Dimension Assessment
Instrument pickup detection (RFID + CV) Feasible with caveats — reliable in principle; on-metal tag compatibility must be bench-tested per instrument type
Hand-wash event detection (soap sensor) Straightforward — binary sensor, near-100% reliable, no inference required
Person attribution (~5 technicians) Feasible with caveats — wristband RFID is the reliable path; camera-only tracking degrades under occlusion
Real-time in-lab alarm Straightforward — state machine trigger to local alert hardware; latency is sub-second
Supervisor push notification + clip Feasible with caveats — clip retrieval latency must be measured; depends on network topology and storage setup
Regulatory compliance (audit trail) Unknown — depends on confirmation — ISO 15189 / GLP obligation is unconfirmed; if it applies, storage design must change
Optional features (history, reports) Straightforward — downstream consumers of the violation log; no new sensors or inference required

The system is buildable.
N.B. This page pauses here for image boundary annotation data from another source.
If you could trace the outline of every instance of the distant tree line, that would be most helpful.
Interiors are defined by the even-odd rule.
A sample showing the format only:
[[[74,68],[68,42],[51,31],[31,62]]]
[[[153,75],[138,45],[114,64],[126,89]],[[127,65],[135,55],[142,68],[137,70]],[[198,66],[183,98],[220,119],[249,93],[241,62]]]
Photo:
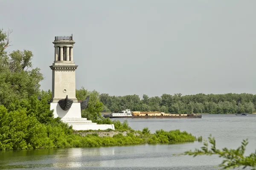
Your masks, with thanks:
[[[198,94],[182,96],[163,94],[161,96],[149,97],[145,94],[142,99],[137,95],[111,96],[100,95],[103,104],[102,112],[113,112],[129,109],[132,111],[162,111],[169,113],[209,113],[227,114],[254,113],[256,95],[249,94]]]

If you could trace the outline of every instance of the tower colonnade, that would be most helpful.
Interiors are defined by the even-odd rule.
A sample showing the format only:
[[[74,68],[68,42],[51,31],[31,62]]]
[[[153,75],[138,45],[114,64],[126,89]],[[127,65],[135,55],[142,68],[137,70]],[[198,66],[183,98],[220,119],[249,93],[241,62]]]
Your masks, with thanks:
[[[59,46],[55,48],[55,61],[73,61],[73,46]]]

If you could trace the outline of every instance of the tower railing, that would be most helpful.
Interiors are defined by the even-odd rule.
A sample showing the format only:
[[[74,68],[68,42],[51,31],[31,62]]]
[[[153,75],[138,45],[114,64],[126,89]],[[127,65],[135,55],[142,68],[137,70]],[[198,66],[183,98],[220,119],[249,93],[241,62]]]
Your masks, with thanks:
[[[73,40],[73,36],[56,36],[55,40]]]

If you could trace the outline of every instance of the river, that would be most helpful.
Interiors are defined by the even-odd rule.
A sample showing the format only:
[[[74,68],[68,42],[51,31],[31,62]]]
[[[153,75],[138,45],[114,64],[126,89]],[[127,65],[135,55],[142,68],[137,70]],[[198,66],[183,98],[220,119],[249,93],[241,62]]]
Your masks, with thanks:
[[[123,121],[123,120],[121,121]],[[202,119],[131,119],[135,130],[151,132],[180,129],[202,136],[210,134],[218,148],[236,148],[249,139],[246,154],[256,150],[256,115],[203,115]],[[217,170],[216,156],[174,156],[199,148],[202,142],[118,147],[0,151],[0,169],[33,170]]]

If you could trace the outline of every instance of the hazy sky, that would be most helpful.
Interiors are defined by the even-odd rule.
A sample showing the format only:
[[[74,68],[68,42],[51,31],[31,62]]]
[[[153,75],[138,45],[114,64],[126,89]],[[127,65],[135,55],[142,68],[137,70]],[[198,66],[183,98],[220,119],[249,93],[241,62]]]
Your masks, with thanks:
[[[56,36],[73,34],[76,88],[123,96],[256,94],[256,1],[0,0],[10,51],[52,87]]]

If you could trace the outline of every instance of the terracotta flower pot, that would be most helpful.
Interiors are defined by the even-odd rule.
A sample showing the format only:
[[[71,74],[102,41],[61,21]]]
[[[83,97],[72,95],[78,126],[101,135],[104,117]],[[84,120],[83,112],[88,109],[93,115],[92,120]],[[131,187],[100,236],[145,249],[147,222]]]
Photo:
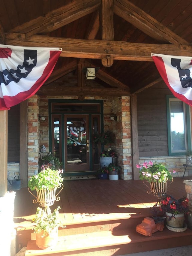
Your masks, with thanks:
[[[36,244],[40,249],[46,249],[56,245],[58,241],[58,228],[49,233],[43,230],[36,233]]]

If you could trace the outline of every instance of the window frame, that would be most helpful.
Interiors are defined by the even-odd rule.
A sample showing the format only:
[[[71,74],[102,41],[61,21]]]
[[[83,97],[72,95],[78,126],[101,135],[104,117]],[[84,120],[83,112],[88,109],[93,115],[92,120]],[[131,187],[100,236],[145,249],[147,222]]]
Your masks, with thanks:
[[[191,150],[191,136],[190,126],[190,108],[189,106],[184,103],[184,107],[185,114],[184,119],[185,121],[185,127],[187,139],[186,150],[184,151],[180,152],[174,152],[172,153],[171,150],[171,119],[170,117],[170,99],[177,99],[178,101],[181,101],[175,97],[173,95],[166,95],[166,107],[167,107],[167,136],[168,140],[168,152],[169,155],[185,155],[188,150]]]

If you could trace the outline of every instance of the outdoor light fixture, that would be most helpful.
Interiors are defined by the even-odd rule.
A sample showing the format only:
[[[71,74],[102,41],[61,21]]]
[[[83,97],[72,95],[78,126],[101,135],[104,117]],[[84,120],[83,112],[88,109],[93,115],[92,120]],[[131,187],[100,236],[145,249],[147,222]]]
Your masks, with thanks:
[[[95,79],[95,71],[94,68],[87,68],[86,72],[86,79]]]
[[[112,121],[117,121],[117,116],[111,116],[110,117],[110,120]]]
[[[43,115],[39,115],[39,122],[41,120],[42,121],[45,121],[45,116]]]

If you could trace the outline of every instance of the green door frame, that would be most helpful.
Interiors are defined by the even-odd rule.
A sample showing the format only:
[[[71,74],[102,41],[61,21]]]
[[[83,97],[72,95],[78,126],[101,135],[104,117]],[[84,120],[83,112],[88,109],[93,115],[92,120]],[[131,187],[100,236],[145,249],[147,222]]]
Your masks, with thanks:
[[[51,110],[51,105],[52,103],[71,103],[71,104],[99,104],[100,105],[100,112],[99,113],[94,112],[94,113],[83,113],[83,114],[88,114],[89,117],[89,141],[91,141],[91,140],[90,139],[90,138],[92,137],[92,118],[91,116],[92,114],[100,114],[100,129],[101,131],[103,131],[103,129],[104,126],[103,122],[103,101],[102,100],[85,100],[82,102],[82,101],[79,101],[78,100],[63,100],[63,99],[49,99],[48,100],[48,109],[49,109],[49,152],[52,152],[52,122],[51,122],[51,116],[52,114],[61,114],[61,115],[62,118],[62,128],[63,128],[64,127],[64,115],[65,114],[68,114],[70,113],[70,114],[72,115],[73,113],[70,113],[68,112],[63,112],[62,113],[59,113],[58,112],[52,112]],[[82,113],[76,112],[74,113],[74,114],[81,114]],[[62,134],[64,134],[62,132]],[[64,145],[64,138],[63,136],[62,137],[62,159],[64,159],[64,149],[63,145]],[[88,172],[89,174],[96,174],[97,172],[93,170],[93,159],[92,159],[92,143],[91,144],[92,146],[89,147],[90,150],[90,171]],[[78,173],[75,172],[70,172],[70,173],[64,173],[64,176],[68,176],[70,175],[70,176],[75,176],[77,175],[85,175],[86,174],[87,175],[88,172],[78,172]]]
The sensor architecture is sound and the protocol logic is deterministic. The two genuine risks are on-metal RFID reliability (solvable with bench testing before deployment) and the unconfirmed regulatory obligation (solvable with a single confirmation from the lab's quality manager). The longest pole is not engineering — it is the instrument tagging effort: physically attaching on-metal RFID tags to every instrument in the lab, verifying read reliability, and maintaining the tag registry as instruments are added or replaced.